She did not reserve her motherliness for the reception room either, as some schoolmasters' wives have a tendency to do, and the smallest boy felt less homesick when he saw her.

She opened a green baize outer door, and the door beyond it, and led them into a long high room, with desks and forms placed against the walls, and a writing table, and line of brown-stained tables down the middle. Opposite the windows there was a curious structure of shelves partitioned into lockers, and filled with rows of shabby schoolbooks.

The room had been originally intended for a drawing-room, as was evident from the inevitable white and gold wall-paper and the tarnished gilt beading round the doors and window shutters; the mantelpiece, too, was of white marble, and the gaselier fitted with dingy crystal lustres.

But sad-coloured maps hung on the ink-splashed walls, and a clock with a blank idiotic face (it is not every clock that possesses a decently intelligent expression) ticked over the gilt pier-glass. The boards were uncarpeted, and stained with patches of ink of all sizes and ages; while the atmosphere, in spite of the blazing fire, had a scholastic blending of soap and water, ink and slate-pencil in its composition, which produced a chill and depressing effect.

On the forms opposite the fire some ten or twelve boys were sitting, a few comparing notes as to their holiday experiences with some approach to vivacity. The rest, with hands in pockets and feet stretched towards the blaze, seemed lost in melancholy abstraction.

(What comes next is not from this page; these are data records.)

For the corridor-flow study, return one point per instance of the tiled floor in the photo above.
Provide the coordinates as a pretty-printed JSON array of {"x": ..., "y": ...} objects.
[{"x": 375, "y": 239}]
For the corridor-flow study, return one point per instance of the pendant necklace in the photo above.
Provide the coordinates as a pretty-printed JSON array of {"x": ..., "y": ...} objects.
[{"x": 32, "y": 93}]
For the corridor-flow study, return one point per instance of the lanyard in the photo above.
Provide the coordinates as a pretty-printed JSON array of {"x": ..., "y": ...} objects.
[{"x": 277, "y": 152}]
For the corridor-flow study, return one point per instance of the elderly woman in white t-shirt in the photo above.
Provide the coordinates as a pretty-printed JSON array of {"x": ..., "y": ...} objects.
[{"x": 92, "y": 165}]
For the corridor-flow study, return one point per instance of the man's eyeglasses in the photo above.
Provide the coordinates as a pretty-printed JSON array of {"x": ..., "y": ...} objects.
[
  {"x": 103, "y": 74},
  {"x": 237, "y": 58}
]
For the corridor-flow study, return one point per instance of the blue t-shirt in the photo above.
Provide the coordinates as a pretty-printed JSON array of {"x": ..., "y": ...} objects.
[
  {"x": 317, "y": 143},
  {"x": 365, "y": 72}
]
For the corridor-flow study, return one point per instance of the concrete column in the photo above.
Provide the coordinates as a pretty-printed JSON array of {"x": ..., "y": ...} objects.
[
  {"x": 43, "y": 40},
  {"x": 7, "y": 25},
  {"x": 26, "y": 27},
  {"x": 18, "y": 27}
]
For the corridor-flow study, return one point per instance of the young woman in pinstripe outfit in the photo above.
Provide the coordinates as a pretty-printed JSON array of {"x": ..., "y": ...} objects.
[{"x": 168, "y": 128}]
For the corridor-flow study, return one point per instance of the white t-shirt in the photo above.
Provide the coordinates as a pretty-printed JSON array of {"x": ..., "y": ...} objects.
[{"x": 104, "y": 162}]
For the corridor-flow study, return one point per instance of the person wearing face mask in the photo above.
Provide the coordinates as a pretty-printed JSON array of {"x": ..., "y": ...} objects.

"There!" said Mrs. Grimstone cheerfully, "you'll have plenty to talk to one another about. I'll send Tom in to see you presently!" And she left them with a reassuring nod, though the prospect of Tom's company did not perhaps elate them as much as it was intended to do.

Mr. Bultitude felt much as if he had suddenly been dropped down a bear-pit, and, avoiding welcome and observation as well as he could, got away into a corner, from which he observed his new companions with uneasy apprehension.

"I say," said one boy, resuming the interrupted conversation, "did you go to Drury Lane? Wasn't it stunning! That goose, you know, and the lion in the forest, and all the wooden animals lumbering in out of the toy Noah's Ark!"

"Why couldn't you come to our party on Twelfth-night?" asked another. "We had great larks. I wish you'd been there!"

"I had to go to young Skidmore's instead," said a pale, spiteful-looking boy, with fair hair carefully parted in the middle. "It was like his cheek to ask me, but I thought I'd go, you know, just to see what it was like."